Lies, damn lies, statistics and unemployment statistics

Wolf again nails it. Unemployment is a terrible metric: it’s the difference between two large numbers: people working, and people deemed to be looking for work. Even small errors in estimating either of these can make it go haywire. Now there are all sorts of quasi-employment. It’s a mess, but as you’d guess, Wolf explains that things are worse than the headlines suggest.

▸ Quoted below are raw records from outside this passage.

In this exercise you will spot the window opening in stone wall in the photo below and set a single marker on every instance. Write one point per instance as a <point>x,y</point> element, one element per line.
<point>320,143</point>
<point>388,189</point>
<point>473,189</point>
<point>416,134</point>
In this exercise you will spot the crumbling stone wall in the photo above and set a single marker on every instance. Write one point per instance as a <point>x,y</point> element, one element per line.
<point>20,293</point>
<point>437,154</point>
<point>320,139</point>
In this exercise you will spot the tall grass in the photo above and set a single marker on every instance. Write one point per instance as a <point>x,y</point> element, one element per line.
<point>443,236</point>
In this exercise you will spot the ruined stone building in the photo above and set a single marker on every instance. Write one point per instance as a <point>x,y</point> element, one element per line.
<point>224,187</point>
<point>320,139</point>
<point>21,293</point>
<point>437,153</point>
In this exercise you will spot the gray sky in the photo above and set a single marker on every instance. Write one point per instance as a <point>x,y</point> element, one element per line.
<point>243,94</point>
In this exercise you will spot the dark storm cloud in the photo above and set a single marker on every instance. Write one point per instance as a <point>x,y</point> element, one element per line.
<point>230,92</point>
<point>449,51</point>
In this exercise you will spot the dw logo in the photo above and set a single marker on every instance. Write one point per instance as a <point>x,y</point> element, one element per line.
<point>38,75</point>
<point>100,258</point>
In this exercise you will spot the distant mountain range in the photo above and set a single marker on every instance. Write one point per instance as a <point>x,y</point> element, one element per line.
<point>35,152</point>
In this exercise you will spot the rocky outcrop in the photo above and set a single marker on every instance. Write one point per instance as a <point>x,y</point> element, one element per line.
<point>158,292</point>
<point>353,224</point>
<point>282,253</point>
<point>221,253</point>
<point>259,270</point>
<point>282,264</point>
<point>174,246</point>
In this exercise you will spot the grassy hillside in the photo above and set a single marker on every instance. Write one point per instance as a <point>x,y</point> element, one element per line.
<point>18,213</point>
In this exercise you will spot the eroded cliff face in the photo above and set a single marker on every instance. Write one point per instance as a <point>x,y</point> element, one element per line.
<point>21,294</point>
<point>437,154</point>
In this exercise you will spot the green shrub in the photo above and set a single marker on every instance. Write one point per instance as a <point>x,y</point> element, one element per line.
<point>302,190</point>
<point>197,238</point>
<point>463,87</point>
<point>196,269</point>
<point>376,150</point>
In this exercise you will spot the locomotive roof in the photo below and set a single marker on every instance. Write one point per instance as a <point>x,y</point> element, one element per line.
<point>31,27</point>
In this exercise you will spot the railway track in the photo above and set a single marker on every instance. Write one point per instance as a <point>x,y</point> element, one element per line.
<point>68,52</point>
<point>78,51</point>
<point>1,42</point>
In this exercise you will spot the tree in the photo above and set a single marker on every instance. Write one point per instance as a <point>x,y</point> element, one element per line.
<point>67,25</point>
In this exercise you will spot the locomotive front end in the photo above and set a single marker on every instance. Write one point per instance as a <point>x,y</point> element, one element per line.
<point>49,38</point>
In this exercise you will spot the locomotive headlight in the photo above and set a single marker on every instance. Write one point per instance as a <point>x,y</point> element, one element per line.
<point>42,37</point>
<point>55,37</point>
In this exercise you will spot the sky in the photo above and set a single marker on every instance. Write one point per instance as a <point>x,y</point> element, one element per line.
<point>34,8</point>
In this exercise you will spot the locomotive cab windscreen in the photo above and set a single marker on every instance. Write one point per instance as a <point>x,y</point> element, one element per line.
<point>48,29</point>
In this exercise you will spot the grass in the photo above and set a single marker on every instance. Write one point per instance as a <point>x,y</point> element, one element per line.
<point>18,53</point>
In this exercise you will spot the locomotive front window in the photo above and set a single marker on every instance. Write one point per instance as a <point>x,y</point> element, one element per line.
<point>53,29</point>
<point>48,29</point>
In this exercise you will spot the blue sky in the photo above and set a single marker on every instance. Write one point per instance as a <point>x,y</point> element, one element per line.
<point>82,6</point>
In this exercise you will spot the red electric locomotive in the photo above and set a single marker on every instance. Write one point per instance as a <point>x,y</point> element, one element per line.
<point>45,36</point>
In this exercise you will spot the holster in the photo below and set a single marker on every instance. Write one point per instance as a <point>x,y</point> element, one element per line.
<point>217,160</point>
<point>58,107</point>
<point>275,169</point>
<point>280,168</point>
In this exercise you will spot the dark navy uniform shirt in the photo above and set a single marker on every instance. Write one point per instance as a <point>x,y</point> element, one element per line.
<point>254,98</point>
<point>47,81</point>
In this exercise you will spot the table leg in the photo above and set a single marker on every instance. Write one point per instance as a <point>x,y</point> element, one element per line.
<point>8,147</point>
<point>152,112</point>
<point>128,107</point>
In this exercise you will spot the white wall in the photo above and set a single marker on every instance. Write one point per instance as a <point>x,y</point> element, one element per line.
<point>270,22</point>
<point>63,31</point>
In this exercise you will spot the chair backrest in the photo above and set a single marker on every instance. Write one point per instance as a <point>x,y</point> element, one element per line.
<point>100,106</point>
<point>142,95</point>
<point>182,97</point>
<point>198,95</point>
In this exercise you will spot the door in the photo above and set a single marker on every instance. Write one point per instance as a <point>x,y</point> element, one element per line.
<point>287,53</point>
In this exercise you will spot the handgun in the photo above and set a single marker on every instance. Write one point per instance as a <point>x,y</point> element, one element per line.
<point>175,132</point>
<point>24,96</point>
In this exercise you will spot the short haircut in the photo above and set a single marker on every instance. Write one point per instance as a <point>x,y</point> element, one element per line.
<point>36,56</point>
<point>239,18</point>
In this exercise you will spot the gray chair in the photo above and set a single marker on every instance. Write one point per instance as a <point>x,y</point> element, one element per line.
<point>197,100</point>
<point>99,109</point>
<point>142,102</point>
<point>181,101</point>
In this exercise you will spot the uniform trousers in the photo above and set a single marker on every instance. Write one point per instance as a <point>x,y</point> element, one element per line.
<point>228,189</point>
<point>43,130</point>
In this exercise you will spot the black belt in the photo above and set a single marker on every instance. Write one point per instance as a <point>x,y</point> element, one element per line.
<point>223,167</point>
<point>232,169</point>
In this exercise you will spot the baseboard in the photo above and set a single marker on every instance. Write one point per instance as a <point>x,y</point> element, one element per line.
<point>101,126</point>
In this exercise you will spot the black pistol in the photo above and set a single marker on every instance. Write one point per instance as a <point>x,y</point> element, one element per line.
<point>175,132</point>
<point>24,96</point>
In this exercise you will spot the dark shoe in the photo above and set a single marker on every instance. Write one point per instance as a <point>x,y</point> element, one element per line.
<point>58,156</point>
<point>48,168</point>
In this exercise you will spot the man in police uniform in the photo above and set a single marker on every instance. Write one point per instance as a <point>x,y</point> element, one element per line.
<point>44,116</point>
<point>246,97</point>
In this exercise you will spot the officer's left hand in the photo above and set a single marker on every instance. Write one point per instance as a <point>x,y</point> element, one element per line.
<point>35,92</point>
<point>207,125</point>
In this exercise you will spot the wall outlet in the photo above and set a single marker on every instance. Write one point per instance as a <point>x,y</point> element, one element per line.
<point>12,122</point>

New Financial Repression Round

This Markets Insight article by Russell Napier is his usual stuff. Inflation is coming, equities are going down. It’ll be like 1945-79 all over again, except equities won’t bounce, because their are already in the stratosphere. This is a UK perspective. I’m not sure that here is so bad for equities, but I don’t think that inflation will be great for equities anywhere for roughly the same reason. Interesting points are that he thinks that the BoE will not be the principal agent of the govt. The Treasury will force bad assets (gilts) onto unwilling savers to effect the transfer of wealth from creditors to debtors. He’s positive about gold. The only problem is that everyone is, which is surely a sell signal. Project Zimbabwe continues apace.

Today Wrap (6:30pm)

JPY down against almost everything. Not sure why. The main equity market down a bit. Precious metals up a bit. The dollar down quite a bit. The FAANG getting hit quite a bit, but $IWM hit too, so there was no place to hide. The 10 year note continued to grind higher. Maybe this is the beginning of the end. Bizarrely, Donald Trump met with Dave Portnoy: one reality TV star meets another. Who knows, within the decade we might see Dave getting the Democratic (or Republican) nomination. An equally strange thing happened in 2016.

House prices never go down, especially in a country with a sovereign currency which the Central Banks is endlessly creating more of

Well, that’s a popular view, but the BoJ has demonstrated that this aint necessarily so. Twenty years of falling prices, down more than 40% from ~1992 to 2010 demonstrates as much.

Not Trading

This article from Wired sheds some light on how dependent London is on oligarchs and kleptocrats bringing in money for laundering. This is not exactly news, but it’s interesting that a US tech magazine is covering it.

I had never heard of Glenn Loury before this evening, but this conversation with Russ Roberts made me hugely respect the guy. Clearly, race is a problem in the USA, but the solution proposed by the Black Lives Matter movement are surely too simplistic to work. It would take me too long to summarize the chat, which was wide ranging, and I would not be able to do justice to Loury’s wonderful eloquence. Just listen to it: it’s well worth your time whatever colour your skin happens to be.

Parting thought

Every great cause begins as a movement, becomes a business, and eventually degenerates into a racket. — Eric Hoffer.